Test réalisé à partir d’une version fournie par Just For Games sur PlayStation 5
Développé par Counterplay Games, édité par Gearbox Publishing et distribué par Just For Games
Sorti le 12 novembre 2020 et disponible sur PlayStation 5 et PC
| Interface | Français / Anglais / Allemand / Italien / Japonais / Espagnol / Coréen / Chinois |
| Audio | Anglais |
| Sous-titres | Français / Anglais / Allemand / Italien / Japonais / Espagnol / Coréen / Chinois |

À la suite du succès du jeu de carte tactique Duelyst, Counterplay Games s’associe à Gearbox pour un titre très différent : Godfall. Largement plus nerveux avec ses airs de beat’em all, Godfall est orienté sur la collecte de butin. Ce grand écart de styles est peu surprenant pour des vétérans qui ont travaillé sur Borderlands, Diablo III ou Destiny 2. Ce jeu d’action arrive-t-il à sortir de sa réputation de vitrine technologique pour tirer le meilleur de cette formule addictive ?

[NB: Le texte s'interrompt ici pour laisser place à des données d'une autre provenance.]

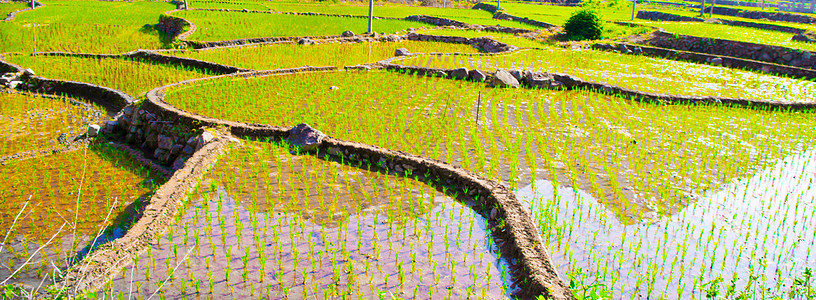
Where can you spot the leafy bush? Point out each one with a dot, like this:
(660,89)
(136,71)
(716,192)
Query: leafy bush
(584,24)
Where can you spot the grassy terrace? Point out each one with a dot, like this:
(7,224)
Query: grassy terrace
(216,26)
(267,57)
(634,72)
(33,123)
(132,77)
(84,26)
(571,137)
(341,231)
(390,10)
(725,32)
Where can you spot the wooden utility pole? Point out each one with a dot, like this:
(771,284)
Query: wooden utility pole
(370,16)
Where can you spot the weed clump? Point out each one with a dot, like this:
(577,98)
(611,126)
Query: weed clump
(584,24)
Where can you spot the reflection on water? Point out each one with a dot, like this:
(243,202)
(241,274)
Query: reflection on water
(323,230)
(755,235)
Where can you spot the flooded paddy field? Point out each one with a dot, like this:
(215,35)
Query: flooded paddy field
(266,223)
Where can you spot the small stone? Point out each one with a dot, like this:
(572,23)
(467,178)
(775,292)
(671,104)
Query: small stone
(93,130)
(460,73)
(176,149)
(165,142)
(203,139)
(189,150)
(503,78)
(476,75)
(306,42)
(178,164)
(305,137)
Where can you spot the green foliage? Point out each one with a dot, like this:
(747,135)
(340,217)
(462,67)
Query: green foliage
(593,291)
(584,24)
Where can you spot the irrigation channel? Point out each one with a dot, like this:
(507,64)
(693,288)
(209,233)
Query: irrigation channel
(756,229)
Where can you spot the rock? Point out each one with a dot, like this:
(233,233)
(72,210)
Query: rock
(460,73)
(165,142)
(503,78)
(93,130)
(476,75)
(63,139)
(305,137)
(176,149)
(189,150)
(516,74)
(541,80)
(306,42)
(203,139)
(178,164)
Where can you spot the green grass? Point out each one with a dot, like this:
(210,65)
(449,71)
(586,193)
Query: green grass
(8,7)
(33,123)
(216,26)
(734,33)
(267,57)
(130,76)
(84,26)
(423,116)
(640,73)
(51,185)
(507,38)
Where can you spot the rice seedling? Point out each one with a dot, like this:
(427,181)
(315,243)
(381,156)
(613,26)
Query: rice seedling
(85,26)
(51,185)
(734,33)
(217,26)
(133,77)
(279,56)
(303,234)
(645,74)
(32,123)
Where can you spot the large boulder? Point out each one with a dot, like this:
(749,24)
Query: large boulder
(460,73)
(305,138)
(476,75)
(503,78)
(93,130)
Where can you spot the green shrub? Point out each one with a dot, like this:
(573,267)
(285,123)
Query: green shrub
(584,24)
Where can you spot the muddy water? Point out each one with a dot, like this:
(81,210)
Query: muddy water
(370,238)
(756,234)
(62,200)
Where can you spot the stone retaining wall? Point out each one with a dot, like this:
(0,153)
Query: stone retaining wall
(661,16)
(533,271)
(766,53)
(499,14)
(503,16)
(152,56)
(725,61)
(754,14)
(485,44)
(568,82)
(13,14)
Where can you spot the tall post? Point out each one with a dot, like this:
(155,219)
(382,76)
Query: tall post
(370,16)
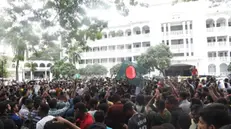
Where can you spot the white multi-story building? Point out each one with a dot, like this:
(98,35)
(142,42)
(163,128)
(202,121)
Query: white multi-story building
(42,66)
(197,35)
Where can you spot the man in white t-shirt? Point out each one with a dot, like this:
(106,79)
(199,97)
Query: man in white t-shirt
(43,112)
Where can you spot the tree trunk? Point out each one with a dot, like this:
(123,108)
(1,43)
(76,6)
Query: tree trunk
(31,75)
(16,69)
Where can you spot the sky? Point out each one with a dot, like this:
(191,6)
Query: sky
(111,15)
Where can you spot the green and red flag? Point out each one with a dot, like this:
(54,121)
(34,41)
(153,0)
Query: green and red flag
(132,72)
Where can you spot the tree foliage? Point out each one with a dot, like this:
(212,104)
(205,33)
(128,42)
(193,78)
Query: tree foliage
(115,69)
(229,67)
(3,68)
(157,57)
(63,68)
(94,69)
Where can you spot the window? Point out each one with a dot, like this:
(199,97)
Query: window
(147,31)
(104,60)
(111,60)
(137,45)
(96,61)
(119,60)
(146,44)
(135,58)
(162,29)
(178,54)
(129,33)
(167,42)
(104,48)
(88,61)
(129,58)
(120,47)
(111,48)
(82,62)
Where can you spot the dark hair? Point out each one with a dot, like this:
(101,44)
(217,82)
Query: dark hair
(104,107)
(196,108)
(128,107)
(184,121)
(140,99)
(37,102)
(196,101)
(216,115)
(81,107)
(53,103)
(76,100)
(116,98)
(44,108)
(222,101)
(168,126)
(172,100)
(9,124)
(183,95)
(93,103)
(160,105)
(99,116)
(52,125)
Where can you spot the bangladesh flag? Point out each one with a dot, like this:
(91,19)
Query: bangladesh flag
(132,72)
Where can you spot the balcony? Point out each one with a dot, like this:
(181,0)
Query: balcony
(212,59)
(224,58)
(176,33)
(222,44)
(211,44)
(210,29)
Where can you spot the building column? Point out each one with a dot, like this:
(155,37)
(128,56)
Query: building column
(184,29)
(45,74)
(51,76)
(169,32)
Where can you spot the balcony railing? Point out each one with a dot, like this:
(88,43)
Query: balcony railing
(222,43)
(224,58)
(211,44)
(179,32)
(177,46)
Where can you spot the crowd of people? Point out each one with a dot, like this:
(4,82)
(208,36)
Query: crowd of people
(105,103)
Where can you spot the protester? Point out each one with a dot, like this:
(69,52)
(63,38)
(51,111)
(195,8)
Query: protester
(99,103)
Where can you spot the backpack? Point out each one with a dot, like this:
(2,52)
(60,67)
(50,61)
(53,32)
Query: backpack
(28,124)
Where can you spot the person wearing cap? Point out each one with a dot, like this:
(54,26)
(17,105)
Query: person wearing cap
(136,120)
(84,119)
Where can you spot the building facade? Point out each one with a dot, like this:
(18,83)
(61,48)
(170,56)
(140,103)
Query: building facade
(197,34)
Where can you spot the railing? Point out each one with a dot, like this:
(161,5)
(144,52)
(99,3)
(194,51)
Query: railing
(222,43)
(177,46)
(211,44)
(224,58)
(179,32)
(210,29)
(212,58)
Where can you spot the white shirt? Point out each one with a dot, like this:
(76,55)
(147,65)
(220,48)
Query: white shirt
(43,121)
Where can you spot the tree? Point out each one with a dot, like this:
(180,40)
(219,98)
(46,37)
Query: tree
(3,67)
(157,57)
(33,67)
(115,69)
(229,67)
(64,69)
(94,69)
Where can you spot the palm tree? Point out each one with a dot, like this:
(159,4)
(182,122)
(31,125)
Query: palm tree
(33,67)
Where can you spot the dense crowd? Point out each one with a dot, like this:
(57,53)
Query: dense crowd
(105,103)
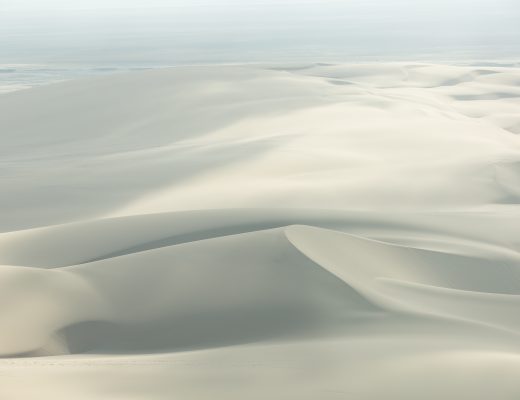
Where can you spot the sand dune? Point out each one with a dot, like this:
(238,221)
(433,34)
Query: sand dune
(314,231)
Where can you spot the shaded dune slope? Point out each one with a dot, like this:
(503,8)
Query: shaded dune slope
(263,285)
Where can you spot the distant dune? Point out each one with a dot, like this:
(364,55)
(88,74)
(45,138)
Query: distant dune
(263,232)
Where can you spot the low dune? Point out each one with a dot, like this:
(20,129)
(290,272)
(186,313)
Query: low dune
(314,231)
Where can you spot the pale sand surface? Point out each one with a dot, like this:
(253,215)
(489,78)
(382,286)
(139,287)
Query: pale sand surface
(263,232)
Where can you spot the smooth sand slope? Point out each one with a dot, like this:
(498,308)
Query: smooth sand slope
(321,231)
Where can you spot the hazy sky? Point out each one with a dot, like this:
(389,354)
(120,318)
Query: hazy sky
(191,31)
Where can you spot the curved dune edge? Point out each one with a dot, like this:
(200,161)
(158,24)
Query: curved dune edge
(391,272)
(295,282)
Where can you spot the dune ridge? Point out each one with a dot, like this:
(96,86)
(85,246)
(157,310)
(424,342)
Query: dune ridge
(312,231)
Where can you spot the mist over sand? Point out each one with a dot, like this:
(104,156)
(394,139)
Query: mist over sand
(321,231)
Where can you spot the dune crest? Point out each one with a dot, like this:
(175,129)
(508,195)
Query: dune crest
(241,229)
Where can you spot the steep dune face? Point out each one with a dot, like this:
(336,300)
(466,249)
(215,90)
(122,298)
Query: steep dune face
(321,231)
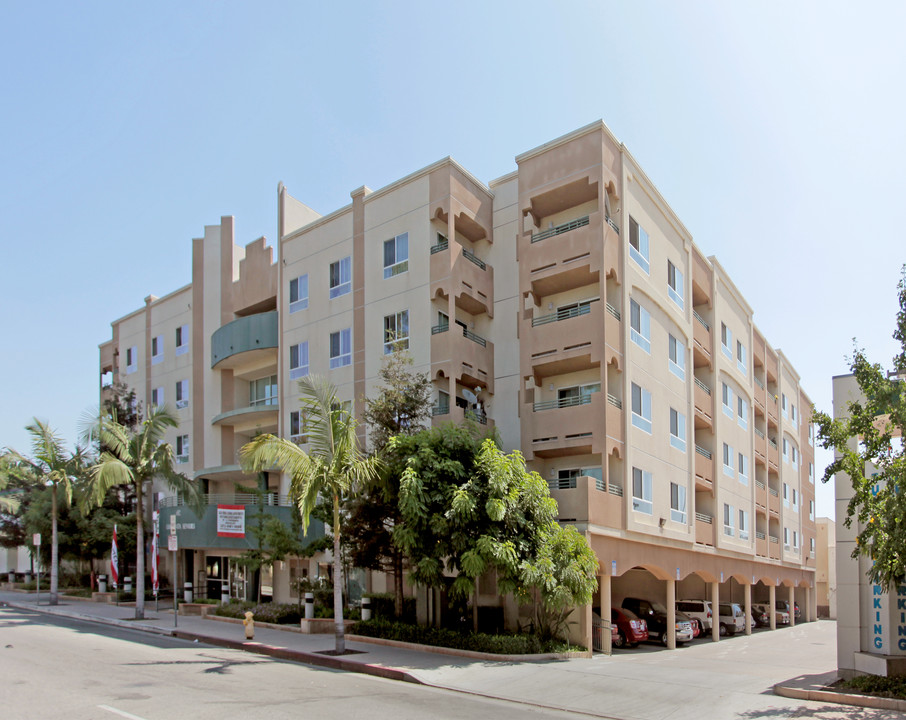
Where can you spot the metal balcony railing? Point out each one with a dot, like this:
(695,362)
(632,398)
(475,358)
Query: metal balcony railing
(560,229)
(571,401)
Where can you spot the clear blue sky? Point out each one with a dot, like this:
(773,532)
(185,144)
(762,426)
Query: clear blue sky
(775,130)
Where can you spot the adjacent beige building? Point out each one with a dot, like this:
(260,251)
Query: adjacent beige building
(565,305)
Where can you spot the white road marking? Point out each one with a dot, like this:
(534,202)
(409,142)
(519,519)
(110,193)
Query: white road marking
(121,713)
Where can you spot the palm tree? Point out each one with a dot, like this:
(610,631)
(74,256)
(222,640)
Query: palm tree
(334,466)
(133,458)
(53,466)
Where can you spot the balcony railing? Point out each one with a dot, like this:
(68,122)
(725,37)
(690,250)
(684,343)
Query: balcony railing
(473,259)
(564,314)
(560,229)
(571,401)
(701,320)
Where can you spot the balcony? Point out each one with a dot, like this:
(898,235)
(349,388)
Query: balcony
(701,341)
(703,405)
(704,469)
(249,341)
(454,269)
(202,531)
(588,502)
(571,426)
(704,529)
(462,355)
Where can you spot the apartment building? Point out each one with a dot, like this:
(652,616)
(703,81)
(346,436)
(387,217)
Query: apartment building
(565,305)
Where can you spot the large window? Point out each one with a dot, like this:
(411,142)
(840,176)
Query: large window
(396,255)
(263,391)
(641,491)
(298,293)
(396,332)
(641,408)
(298,360)
(640,326)
(677,430)
(678,503)
(340,277)
(675,284)
(677,353)
(638,244)
(340,348)
(182,340)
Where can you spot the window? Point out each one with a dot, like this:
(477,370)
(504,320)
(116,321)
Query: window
(182,340)
(396,332)
(298,293)
(131,359)
(726,340)
(678,503)
(727,400)
(641,408)
(640,326)
(182,448)
(677,430)
(729,457)
(638,244)
(742,415)
(340,277)
(641,491)
(298,360)
(263,391)
(340,348)
(182,394)
(157,349)
(677,352)
(675,284)
(297,427)
(396,255)
(743,467)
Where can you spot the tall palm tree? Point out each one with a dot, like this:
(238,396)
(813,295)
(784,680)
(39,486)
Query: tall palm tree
(333,466)
(51,465)
(134,458)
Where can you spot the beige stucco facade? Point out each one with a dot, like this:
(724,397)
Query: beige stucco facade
(565,305)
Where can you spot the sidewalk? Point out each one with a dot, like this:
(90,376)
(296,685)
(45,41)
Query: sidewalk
(727,679)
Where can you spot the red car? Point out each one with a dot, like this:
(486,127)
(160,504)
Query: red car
(632,629)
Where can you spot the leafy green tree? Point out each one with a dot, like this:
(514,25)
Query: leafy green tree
(133,458)
(868,447)
(54,467)
(334,466)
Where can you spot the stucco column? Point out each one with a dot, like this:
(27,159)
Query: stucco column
(715,612)
(671,614)
(605,609)
(748,596)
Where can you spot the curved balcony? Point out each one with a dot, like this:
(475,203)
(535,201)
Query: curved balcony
(248,340)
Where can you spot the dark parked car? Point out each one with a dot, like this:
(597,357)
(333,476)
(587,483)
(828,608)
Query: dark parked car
(655,614)
(632,629)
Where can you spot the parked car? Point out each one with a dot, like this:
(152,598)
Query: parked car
(631,628)
(782,617)
(732,618)
(699,610)
(655,615)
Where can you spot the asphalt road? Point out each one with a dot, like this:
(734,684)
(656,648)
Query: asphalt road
(61,668)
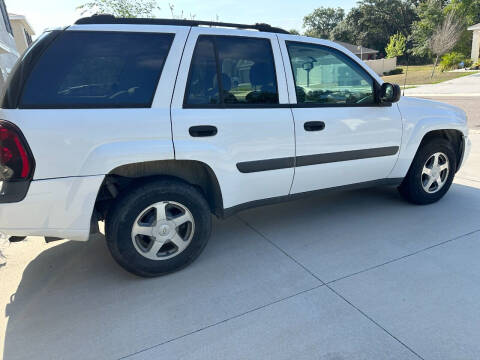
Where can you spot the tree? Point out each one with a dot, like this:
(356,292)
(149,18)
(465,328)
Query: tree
(470,11)
(446,36)
(372,22)
(322,21)
(396,46)
(430,16)
(121,8)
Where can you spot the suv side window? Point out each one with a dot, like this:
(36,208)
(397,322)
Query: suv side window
(232,71)
(85,69)
(327,77)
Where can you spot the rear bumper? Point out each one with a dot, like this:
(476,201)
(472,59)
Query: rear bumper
(56,208)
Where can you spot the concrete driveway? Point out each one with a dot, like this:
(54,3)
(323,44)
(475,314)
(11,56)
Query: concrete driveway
(352,275)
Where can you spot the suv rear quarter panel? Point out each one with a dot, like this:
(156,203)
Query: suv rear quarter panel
(75,148)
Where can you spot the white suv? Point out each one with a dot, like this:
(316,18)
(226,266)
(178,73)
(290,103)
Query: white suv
(153,125)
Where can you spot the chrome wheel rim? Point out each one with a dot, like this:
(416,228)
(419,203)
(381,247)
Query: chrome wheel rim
(163,230)
(435,173)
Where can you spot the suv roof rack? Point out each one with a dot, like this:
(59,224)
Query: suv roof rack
(110,19)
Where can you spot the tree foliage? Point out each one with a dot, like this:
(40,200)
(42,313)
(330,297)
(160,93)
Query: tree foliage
(430,16)
(372,22)
(446,35)
(396,46)
(121,8)
(322,21)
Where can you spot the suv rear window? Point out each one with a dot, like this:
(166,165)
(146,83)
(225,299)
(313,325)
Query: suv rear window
(86,69)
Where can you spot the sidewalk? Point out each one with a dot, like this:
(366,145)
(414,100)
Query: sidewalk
(467,86)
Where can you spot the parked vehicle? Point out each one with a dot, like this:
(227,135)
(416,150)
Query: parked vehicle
(153,125)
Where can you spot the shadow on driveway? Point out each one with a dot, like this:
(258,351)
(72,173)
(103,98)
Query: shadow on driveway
(75,302)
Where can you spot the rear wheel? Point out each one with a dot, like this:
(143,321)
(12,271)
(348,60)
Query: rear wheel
(431,173)
(159,227)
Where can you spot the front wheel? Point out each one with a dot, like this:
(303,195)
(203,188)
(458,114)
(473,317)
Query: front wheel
(431,173)
(158,227)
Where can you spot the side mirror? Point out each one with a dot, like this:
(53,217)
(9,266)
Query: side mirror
(390,93)
(307,66)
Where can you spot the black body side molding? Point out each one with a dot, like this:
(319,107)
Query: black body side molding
(276,200)
(307,160)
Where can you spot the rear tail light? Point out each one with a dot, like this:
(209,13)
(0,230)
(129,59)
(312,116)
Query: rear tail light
(16,163)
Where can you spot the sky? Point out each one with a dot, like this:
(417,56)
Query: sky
(42,14)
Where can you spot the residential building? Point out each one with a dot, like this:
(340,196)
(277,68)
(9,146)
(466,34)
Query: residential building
(475,42)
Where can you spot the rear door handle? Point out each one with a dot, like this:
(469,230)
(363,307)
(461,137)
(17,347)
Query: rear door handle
(203,131)
(314,126)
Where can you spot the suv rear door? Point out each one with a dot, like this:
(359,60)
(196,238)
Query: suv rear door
(343,135)
(230,111)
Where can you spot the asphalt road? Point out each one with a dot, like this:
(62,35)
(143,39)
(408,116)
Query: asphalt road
(469,104)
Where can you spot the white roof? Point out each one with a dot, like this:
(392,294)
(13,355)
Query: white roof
(23,20)
(474,27)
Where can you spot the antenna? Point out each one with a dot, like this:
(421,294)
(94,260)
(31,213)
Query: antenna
(409,42)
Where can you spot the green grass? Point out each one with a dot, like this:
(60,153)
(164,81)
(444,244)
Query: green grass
(421,74)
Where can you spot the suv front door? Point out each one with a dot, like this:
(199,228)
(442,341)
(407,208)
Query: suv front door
(230,111)
(343,136)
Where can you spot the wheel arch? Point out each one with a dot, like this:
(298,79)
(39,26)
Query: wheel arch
(453,136)
(130,175)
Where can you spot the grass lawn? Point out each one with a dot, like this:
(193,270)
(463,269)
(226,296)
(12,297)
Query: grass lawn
(419,75)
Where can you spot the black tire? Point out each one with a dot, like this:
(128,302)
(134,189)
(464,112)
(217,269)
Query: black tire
(411,188)
(130,205)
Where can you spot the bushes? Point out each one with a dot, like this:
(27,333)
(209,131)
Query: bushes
(451,61)
(476,66)
(394,72)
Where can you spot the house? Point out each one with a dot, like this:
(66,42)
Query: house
(475,42)
(22,32)
(362,52)
(8,51)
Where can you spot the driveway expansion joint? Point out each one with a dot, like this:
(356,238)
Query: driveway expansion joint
(327,284)
(222,321)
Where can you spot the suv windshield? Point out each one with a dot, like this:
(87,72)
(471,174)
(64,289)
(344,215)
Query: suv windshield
(85,69)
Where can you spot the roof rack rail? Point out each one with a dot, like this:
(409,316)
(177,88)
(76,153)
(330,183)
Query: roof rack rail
(110,19)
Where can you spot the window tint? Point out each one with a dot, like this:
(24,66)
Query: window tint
(203,85)
(326,77)
(84,69)
(245,72)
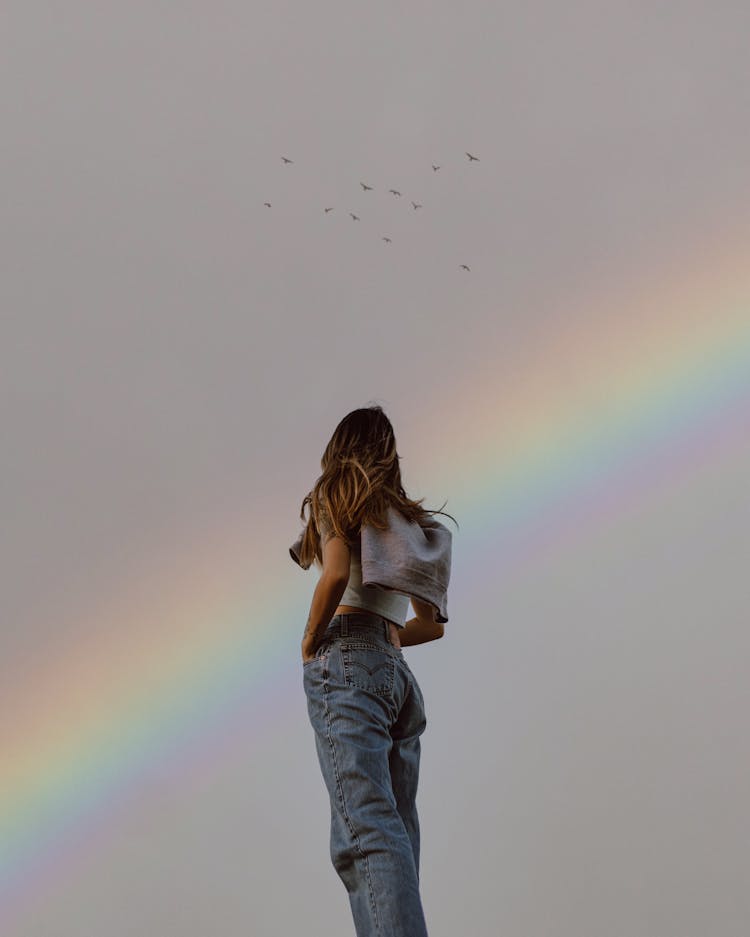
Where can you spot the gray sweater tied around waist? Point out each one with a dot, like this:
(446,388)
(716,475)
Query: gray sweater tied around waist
(409,557)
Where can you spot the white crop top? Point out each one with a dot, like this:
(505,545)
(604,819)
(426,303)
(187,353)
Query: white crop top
(386,602)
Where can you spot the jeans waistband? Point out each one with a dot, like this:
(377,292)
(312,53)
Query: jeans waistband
(346,622)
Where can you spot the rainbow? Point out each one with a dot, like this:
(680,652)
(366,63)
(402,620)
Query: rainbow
(627,395)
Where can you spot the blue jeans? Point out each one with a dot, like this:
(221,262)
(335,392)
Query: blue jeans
(368,713)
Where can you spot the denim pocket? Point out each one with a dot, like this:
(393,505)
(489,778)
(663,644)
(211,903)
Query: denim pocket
(320,652)
(368,667)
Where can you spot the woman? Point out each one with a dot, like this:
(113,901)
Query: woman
(364,703)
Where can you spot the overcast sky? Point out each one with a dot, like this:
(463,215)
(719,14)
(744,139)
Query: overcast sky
(175,356)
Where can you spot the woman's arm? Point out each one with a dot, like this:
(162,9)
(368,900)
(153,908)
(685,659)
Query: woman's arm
(422,627)
(331,586)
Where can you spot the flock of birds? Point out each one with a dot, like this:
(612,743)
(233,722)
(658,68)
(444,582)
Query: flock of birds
(394,192)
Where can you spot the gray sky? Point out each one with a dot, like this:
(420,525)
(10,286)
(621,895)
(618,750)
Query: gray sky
(175,356)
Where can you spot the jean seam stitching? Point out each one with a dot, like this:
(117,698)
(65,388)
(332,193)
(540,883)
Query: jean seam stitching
(340,789)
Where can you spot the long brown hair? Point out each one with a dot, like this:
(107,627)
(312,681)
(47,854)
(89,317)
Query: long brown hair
(360,479)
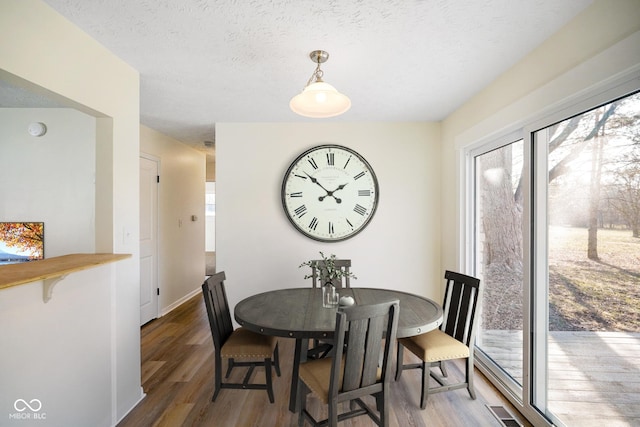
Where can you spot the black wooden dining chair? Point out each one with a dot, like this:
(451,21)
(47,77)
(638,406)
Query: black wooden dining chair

Dans le monde mythologique d’Aperion, Macros et Orin (incarné par le joueur) sont deux guerriers menant une longue guerre fratricide. Macros a déclenché les hostilités en montant les Valorians les uns contre les autres. Battu et blessé dans sa chair comme dans son orgueil, Orin tente de prendre sa revanche pour sauver son peuple de l’annihilation.
Faute de présenter un univers qui se démarque des productions mythologiques hollywoodiennes, Godfall en garde tout le sens du spectacle. Un premier acte introductif permet de constater la rutilance des décors et des affrontements. Les développeurs n’ont pas lésiné sur les effets de reflets et de particules, au détriment parfois de la lisibilité en combat. Aperion est découpée en trois grands biomes (terre, eau, air) dont la diversité d’environnement cache cependant une relative étroitesse de l’aire de jeu. Cela n’empêche pas d’avoir une exploration difficile par moment, guidée par un indicateur de quêtes facétieux et une absence totale de carte pour se repérer.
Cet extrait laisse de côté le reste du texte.